Norwegian painter (1863–1947)

Ragnvald Amandus Pedersen Hjerlow (surname also spelled Hjerløw; February 20, 1863 – March 13, 1947) was a Norwegian painter and a teacher at the Norwegian National Academy of Craft and Art Industry.

Hjerlow was born in Christiania (now Oslo). He received early training under Jacob Calmeyer, graduated from the National Academy of Craft and Art Industry in 1880, and then became a student of Knud Bergslien. He studied in Munich in 1882 and in Paris and Brittany from 1889 at 1891. He received the A. C. Houen Grant in 1890 and 1891. In 1883 he attended Frits Thaulow's "open-air academy" at Modum, and he debuted at the Autumn Exhibition in 1883. Hjerlow attended the 1889 World Exhibition in Paris, where he received honorable mention.
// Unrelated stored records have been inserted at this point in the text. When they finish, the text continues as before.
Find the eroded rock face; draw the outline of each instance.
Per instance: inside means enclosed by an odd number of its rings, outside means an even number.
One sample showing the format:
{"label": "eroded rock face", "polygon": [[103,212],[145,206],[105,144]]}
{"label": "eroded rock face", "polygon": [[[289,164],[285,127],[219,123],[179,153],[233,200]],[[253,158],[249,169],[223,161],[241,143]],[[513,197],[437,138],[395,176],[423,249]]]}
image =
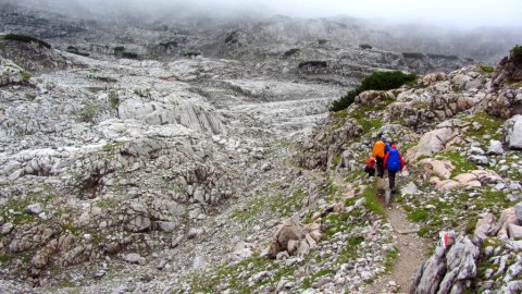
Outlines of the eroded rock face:
{"label": "eroded rock face", "polygon": [[30,74],[9,59],[0,57],[0,87],[27,81]]}
{"label": "eroded rock face", "polygon": [[522,115],[514,115],[504,124],[506,144],[511,149],[522,149]]}
{"label": "eroded rock face", "polygon": [[410,293],[462,293],[467,282],[476,277],[478,255],[478,247],[462,235],[449,248],[438,245],[419,268]]}
{"label": "eroded rock face", "polygon": [[431,156],[445,149],[447,144],[460,134],[462,125],[463,123],[459,120],[449,120],[438,124],[434,131],[422,135],[418,146],[410,148],[405,159],[412,162],[421,156]]}

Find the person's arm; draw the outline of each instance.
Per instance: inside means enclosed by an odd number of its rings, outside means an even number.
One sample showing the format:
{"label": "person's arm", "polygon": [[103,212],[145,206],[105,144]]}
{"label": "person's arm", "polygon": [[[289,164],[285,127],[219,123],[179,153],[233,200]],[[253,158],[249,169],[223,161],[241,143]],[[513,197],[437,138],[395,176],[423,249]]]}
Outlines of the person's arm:
{"label": "person's arm", "polygon": [[384,169],[386,169],[386,164],[388,163],[388,156],[389,156],[389,152],[387,152],[386,156],[384,157],[384,162],[383,162]]}
{"label": "person's arm", "polygon": [[399,159],[400,159],[400,171],[402,171],[402,169],[405,168],[406,166],[406,162],[405,160],[402,159],[402,155],[399,152]]}

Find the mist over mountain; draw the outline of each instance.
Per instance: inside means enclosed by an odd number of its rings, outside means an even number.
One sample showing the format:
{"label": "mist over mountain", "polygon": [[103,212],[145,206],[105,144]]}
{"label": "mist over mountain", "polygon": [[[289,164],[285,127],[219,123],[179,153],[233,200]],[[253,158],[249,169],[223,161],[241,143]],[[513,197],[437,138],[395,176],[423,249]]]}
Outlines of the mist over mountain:
{"label": "mist over mountain", "polygon": [[[269,5],[270,3],[265,3]],[[335,46],[358,46],[369,44],[383,50],[398,52],[424,52],[433,54],[459,56],[476,61],[495,64],[522,39],[520,24],[498,26],[495,22],[477,22],[476,26],[452,26],[426,20],[424,23],[409,23],[398,20],[375,20],[348,16],[322,19],[287,19],[273,16],[270,7],[262,2],[247,1],[161,1],[144,4],[141,1],[13,1],[5,8],[22,8],[25,11],[46,11],[40,15],[50,21],[60,17],[91,20],[99,24],[121,27],[160,27],[173,29],[175,26],[191,32],[220,34],[246,27],[269,29],[276,22],[288,29],[278,29],[274,34],[288,45],[296,40],[328,39]],[[327,5],[327,2],[324,3]],[[264,8],[264,9],[263,9]],[[471,8],[470,8],[471,10]],[[4,13],[9,9],[3,9]],[[283,10],[284,11],[284,10]],[[52,16],[53,14],[55,16]],[[338,14],[346,12],[339,11]],[[349,14],[349,11],[347,11]],[[471,13],[471,11],[470,11]],[[61,16],[59,16],[61,15]],[[496,19],[493,17],[492,20]],[[393,20],[393,19],[391,19]],[[120,25],[119,25],[120,24]],[[9,26],[0,27],[2,30]],[[29,29],[27,29],[29,30]],[[256,32],[246,32],[256,34]],[[49,37],[42,35],[42,37]],[[256,38],[256,36],[252,36]],[[273,36],[277,38],[277,36]]]}
{"label": "mist over mountain", "polygon": [[521,3],[0,0],[0,293],[522,293]]}

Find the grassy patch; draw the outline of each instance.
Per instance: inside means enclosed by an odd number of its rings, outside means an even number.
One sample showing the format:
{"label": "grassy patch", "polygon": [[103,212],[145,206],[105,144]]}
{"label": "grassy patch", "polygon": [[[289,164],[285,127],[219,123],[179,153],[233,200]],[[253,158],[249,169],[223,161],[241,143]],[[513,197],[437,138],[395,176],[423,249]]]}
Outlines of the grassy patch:
{"label": "grassy patch", "polygon": [[366,186],[366,188],[362,192],[362,196],[366,199],[364,207],[368,210],[375,212],[376,215],[384,217],[384,210],[381,205],[377,203],[377,189],[373,185]]}
{"label": "grassy patch", "polygon": [[489,75],[495,72],[495,69],[486,64],[478,64],[476,65],[475,71],[481,74]]}
{"label": "grassy patch", "polygon": [[116,148],[123,146],[125,143],[127,143],[127,140],[110,143],[110,144],[103,145],[103,147],[101,147],[101,150],[103,150],[103,152],[112,152]]}
{"label": "grassy patch", "polygon": [[481,124],[481,127],[477,130],[470,127],[465,133],[467,136],[482,137],[484,135],[490,135],[494,139],[500,139],[501,134],[497,131],[502,126],[505,120],[492,117],[485,112],[477,112],[473,117],[464,118],[463,121],[477,122]]}
{"label": "grassy patch", "polygon": [[391,272],[391,270],[394,270],[395,260],[397,260],[399,252],[395,248],[386,254],[384,261],[385,272]]}
{"label": "grassy patch", "polygon": [[300,188],[286,197],[281,193],[257,197],[247,201],[246,208],[233,210],[229,217],[240,222],[247,222],[268,210],[286,218],[299,209],[306,197],[308,197],[308,193]]}
{"label": "grassy patch", "polygon": [[430,228],[428,226],[422,226],[418,232],[417,235],[420,237],[423,237],[430,233]]}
Hjerlow was a teacher at Christiania Burgher School from 1895 and a senior teacher at the National Academy of Craft and Art Industry from 1908 to 1933. He is represented in the National Gallery with his painting Fra mitt vindu (From My Window), painted in Paris in 1891. The painting is described as "a sunny and colorfully well-executed little picture."